Inspector Malcolm Rodgers was an ambitious career policeman who’d hitched his wagon to Superintendent Bentley’s unstoppable express but who now detected the vibrations of an impending fatal crash. And who had decided, the previous night and then again listening in court so far that day, that it was time to disconnect the coupling. He studiously avoided the staccato and truculent answers that Bentley had given, repeating again and again that he’d gone through every stage of the investigation under the command of a superior officer. He regretted that superior officer had not insisted upon Mrs Lomax’s fingerprints being taken. And would obviously have himself ordered it done by a junior officer – or done it himself – had he not automatically assumed the order for such basic routine had been given while he was otherwise engaged. He could offer no explanation or suggestion for the disparity between the fingerprints and the blood. Certainly, from none of the sixteen eyewitnesses was there evidence of anyone other than Gerald and Jennifer Lomax being in the totally visible room at the time of Gerald Lomax’s death.
‘Who then, in your opinion, killed the man?’ demanded Hall.
‘I do not know, sir,’ dutifully replied the responsibility-avoiding detective.
Which brought Jeremy Hall to Ross Hamilton Forest II, senior partner in the Washington DC law firm of Forest, Pilton and Camperstone, a white-haired, cultivated man with practised, courtly manners and a clipped, New England accent. Forest had reached the court fifteen minutes before the afternoon resumption, giving Hall ample time to read and discuss the documentation the man carried.

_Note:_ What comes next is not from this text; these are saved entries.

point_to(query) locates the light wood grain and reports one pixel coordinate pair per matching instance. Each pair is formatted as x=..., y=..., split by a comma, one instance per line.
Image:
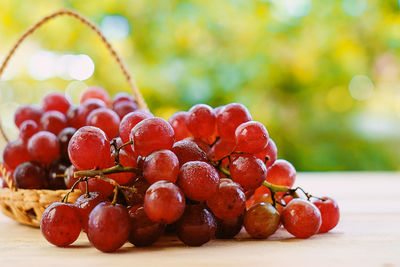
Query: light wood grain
x=368, y=235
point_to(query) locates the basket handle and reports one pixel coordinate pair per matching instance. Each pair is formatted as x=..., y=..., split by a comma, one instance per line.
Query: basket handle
x=132, y=84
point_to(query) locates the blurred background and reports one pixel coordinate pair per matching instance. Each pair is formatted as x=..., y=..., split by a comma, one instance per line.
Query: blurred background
x=323, y=76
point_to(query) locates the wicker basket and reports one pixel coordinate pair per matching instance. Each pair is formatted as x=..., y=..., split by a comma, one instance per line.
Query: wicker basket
x=27, y=205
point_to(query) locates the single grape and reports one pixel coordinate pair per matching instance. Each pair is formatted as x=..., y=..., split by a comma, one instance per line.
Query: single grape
x=96, y=92
x=28, y=112
x=105, y=119
x=201, y=121
x=261, y=220
x=56, y=167
x=198, y=180
x=227, y=229
x=29, y=175
x=109, y=226
x=124, y=107
x=144, y=231
x=60, y=224
x=329, y=213
x=53, y=121
x=89, y=148
x=301, y=218
x=64, y=137
x=164, y=202
x=230, y=118
x=248, y=171
x=129, y=121
x=281, y=173
x=27, y=129
x=229, y=201
x=150, y=135
x=187, y=151
x=161, y=165
x=56, y=101
x=15, y=153
x=251, y=137
x=44, y=147
x=85, y=204
x=197, y=226
x=269, y=154
x=178, y=123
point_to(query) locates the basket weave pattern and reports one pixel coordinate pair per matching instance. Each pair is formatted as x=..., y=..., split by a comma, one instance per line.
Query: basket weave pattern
x=27, y=205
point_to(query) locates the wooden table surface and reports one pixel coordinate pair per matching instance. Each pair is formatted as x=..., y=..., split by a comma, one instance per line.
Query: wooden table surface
x=367, y=235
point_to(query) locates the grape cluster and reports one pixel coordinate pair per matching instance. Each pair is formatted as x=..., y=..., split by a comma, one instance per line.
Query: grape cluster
x=205, y=173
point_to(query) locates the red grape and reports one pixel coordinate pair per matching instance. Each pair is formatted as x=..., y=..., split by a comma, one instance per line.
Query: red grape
x=281, y=173
x=198, y=180
x=85, y=204
x=229, y=201
x=301, y=218
x=44, y=147
x=129, y=121
x=248, y=171
x=251, y=137
x=29, y=175
x=201, y=121
x=187, y=151
x=261, y=220
x=15, y=153
x=109, y=226
x=230, y=118
x=161, y=165
x=28, y=112
x=144, y=231
x=105, y=119
x=197, y=226
x=89, y=148
x=96, y=92
x=56, y=101
x=60, y=224
x=269, y=154
x=27, y=129
x=329, y=213
x=164, y=202
x=178, y=123
x=150, y=135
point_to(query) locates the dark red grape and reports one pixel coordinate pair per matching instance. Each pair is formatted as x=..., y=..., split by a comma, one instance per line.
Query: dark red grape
x=144, y=231
x=198, y=180
x=44, y=147
x=105, y=119
x=248, y=171
x=282, y=173
x=261, y=220
x=301, y=218
x=164, y=202
x=109, y=226
x=197, y=226
x=89, y=148
x=329, y=213
x=178, y=123
x=187, y=151
x=161, y=165
x=60, y=224
x=29, y=175
x=150, y=135
x=15, y=153
x=28, y=112
x=85, y=204
x=53, y=121
x=56, y=101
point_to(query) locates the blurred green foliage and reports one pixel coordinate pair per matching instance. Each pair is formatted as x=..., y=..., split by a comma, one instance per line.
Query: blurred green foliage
x=290, y=62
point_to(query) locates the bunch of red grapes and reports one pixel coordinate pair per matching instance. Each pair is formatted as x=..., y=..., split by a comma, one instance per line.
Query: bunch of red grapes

It was, in fact, that documentation that finally decided Hall upon the application he intended making. But which now – while Forest was being formally sworn and thanked by Sir Ivan Jarvis for his Atlantic dash (‘an act of unprecedented legal cooperation between our two countries and our two legal systems,’) to Forest’s repeated assurance that it was nothing, nothing at all, sir – Jeremy Hall had stomach-hollowing second thoughts.